Biostrome communities and mercury and selenium bioaccumulation in the Great Salt Lake (Utah, USA)
Science of the Total Environment
The Great Salt Lake has a salinity near 150 g/L and is habitat for over 200 species of migratory birds. The diet of many of these birds is dependent on the food web of carbonaceous biostromes (stromatolites) that cover 260 km(2) of the lake's littoral zone. We investigated the biostrome community to understand their production processes and to assess whether they are a potential vector for bioconcentration of high mercury and selenium levels in the lake. The periphyton community of the biostromes was >99% colonial cyanobacteria. Periphyton chlorophyll levels averaged 900 mg m(-2) or nine times that of the lake's phytoplankton. Lake-wide estimates of chlorophyll suggest that their production is about 30% of that of the phytoplankton. Brine fly (Ephydra gracilis) larval densities on the biostromes increased from 7000 m(-2) in June to 20000m(-2) in December. Pupation and adult emergence halted in October and larvae of various instars overwintered at temperatures <5°C. Mean total dissolved and dissolved methyl mercury concentrations in water were 5.0 and 1.2 ηg L(-1). Total mercury concentrations in the periphyton, fly larvae, pupae, and adults were, respectively, 152, 189, 379 and 659 ηg g(-1) dry weight, suggesting that bioconcentration is only moderate in the short food web and through fly developmental stages. However, common goldeneye ducks (Bucephala clangula) that feed primarily on brine fly larvae at the Great Salt Lake had concentrations near 8000 ηg Hg g(-1) dry weight in muscle tissue. Data from a previous study indicated that selenium concentrations in periphyton, brine fly larvae and goldeneye liver tissue were high (1700, 1200 and 24,000 ηg g(-1), respectively) and Hg:Se molar ratios were <1.0 in all tissues, suggesting that the high mercury concentration in the ducks may be partially detoxified by combining with selenium.

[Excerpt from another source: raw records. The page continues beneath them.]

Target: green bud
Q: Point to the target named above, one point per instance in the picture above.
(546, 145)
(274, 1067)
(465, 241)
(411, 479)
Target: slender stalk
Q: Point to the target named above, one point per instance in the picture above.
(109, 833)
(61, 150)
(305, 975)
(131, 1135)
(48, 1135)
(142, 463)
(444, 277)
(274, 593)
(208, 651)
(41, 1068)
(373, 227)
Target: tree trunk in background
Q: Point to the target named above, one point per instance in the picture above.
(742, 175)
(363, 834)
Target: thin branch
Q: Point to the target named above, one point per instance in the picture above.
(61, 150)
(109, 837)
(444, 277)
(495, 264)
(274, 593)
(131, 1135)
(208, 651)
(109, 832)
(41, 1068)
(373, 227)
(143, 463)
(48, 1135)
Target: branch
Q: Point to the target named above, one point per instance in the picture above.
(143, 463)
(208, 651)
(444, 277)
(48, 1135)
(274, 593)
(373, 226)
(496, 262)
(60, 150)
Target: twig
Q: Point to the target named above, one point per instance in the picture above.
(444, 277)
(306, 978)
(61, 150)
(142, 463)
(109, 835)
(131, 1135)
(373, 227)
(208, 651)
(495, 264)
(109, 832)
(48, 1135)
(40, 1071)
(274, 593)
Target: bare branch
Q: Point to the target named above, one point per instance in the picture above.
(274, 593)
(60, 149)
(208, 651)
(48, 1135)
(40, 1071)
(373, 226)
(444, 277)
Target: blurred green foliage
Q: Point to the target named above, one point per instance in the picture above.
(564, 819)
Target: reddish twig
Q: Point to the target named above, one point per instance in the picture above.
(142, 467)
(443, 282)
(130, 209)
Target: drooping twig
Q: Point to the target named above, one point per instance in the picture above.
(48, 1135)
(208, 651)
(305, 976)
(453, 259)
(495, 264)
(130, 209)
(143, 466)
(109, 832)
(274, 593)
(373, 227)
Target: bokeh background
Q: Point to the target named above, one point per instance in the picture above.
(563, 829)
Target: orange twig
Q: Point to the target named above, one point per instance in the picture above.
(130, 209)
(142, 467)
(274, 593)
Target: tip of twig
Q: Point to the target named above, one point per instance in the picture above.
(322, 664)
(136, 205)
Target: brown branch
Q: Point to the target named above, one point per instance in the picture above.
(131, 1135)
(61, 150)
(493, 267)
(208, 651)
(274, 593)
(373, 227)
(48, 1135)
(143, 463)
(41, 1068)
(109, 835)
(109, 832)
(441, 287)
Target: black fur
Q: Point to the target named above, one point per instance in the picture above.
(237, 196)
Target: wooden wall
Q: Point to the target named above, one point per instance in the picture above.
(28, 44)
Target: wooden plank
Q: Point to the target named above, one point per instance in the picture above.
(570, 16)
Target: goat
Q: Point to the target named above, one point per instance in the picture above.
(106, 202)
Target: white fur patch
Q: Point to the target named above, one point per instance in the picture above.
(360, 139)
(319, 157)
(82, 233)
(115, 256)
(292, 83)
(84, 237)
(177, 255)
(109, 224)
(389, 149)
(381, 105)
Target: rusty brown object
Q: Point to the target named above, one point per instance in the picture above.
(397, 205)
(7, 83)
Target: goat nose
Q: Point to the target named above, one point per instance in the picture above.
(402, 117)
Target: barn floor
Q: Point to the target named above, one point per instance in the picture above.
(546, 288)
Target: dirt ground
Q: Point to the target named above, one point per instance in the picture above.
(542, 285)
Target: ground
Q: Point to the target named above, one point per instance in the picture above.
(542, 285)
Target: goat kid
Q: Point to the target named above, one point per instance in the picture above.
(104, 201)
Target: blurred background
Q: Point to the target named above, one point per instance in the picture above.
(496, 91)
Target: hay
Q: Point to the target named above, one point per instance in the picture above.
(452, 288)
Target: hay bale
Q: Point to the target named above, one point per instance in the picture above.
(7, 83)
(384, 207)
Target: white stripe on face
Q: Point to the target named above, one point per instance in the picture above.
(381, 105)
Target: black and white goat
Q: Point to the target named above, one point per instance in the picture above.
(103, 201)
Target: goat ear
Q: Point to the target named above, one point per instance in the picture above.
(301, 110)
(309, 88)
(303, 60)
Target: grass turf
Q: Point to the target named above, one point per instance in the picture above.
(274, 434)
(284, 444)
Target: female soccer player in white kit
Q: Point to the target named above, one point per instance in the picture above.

The study demonstrated that the high mercury levels in the Great Salt Lake are routed through the biostrome community resulting in invertebrate prey that may provide health risks for birds and humans that consume them.
Wurtsbaugh, W.A., J. Gardberg and C. Izdepski. 2011. Biostrome communities and mercury and selenium bioaccumulation in the Great Salt Lake (Utah, USA). Science of the Total Environment 409: 4425–4434.